Over the past two years, around 13,000 intelligent computing centers have sprung up across China, placing the nation second globally in computing power capacity at 246 exaflops by mid-2024, with intelligent computing power growing over 65% year-on-year.

This surge sparked a hoarding trend for Nvidia’s H100 chips in China. As these chips made their way into the country, often via Hong Kong and Singapore, some industry insiders noticed that demand for pre-training, a once power-intensive process, had waned.

Since early 2024, while demand for inference and model fine-tuning has grown, it hasn’t reached the explosive growth many anticipated. “We have yet to see a ‘killer app’ for AI or a clear application scenario,” one industry insider said.

Given an oversupply of computing power and fewer immediate applications, Nvidia’s rental prices were bound to drop.

Shifting from buying to renting

Historically, computing power companies mainly sold Nvidia hardware, colloquially known as “selling metal.” However, with shifts in computing power demand, hardware-only models have grown less viable. As Nvidia’s rental prices have tumbled, the downstream AI sector has adjusted its approach to computing power, with companies moving toward renting rather than outright purchases to avoid significant capital investment and preserve cash flow.

Upstream computing power companies are also adapting by offering more flexible rental options.

Previously, AI firms renting Nvidia cards typically committed to multi-node setups with annual contracts. This year, however, clients have become more cost-conscious and dispersed, leading to a rise in demand for fractional rentals.

“Some computing centers now allow clients to rent just a few Nvidia cards for only a few hours,” said one industry source, likening the change to a shift from leasing an entire floor for a year to renting a single room by the hour.

This trend, however, means longer payback periods for computing power providers. A source estimated for 36Kr that an H100-based computing center can take over five years to break even.

Meanwhile, computing power companies are enhancing the granularity of their services and gradually expanding into higher levels of service, such as model and application layers.

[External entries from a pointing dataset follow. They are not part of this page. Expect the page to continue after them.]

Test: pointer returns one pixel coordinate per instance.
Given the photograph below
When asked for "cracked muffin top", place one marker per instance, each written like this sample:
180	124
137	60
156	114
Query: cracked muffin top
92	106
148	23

36Kr reports that some operators now provide not only computing power but also model fine-tuning for downstream AI clients. They are also targeting computing-heavy sectors such as finance, healthcare, and renewable energy, identifying specific scenarios that could benefit from leasing additional computing power.

An industry expert noted that, by bundling various AI services, the payback period on hardware costs could be shortened to as little as two years.

These adjustments reflect a maturing sector. As the dust settles after two years of rapid expansion, companies are adopting a more measured perspective toward Nvidia’s chips—assets that were once deemed irreplaceable.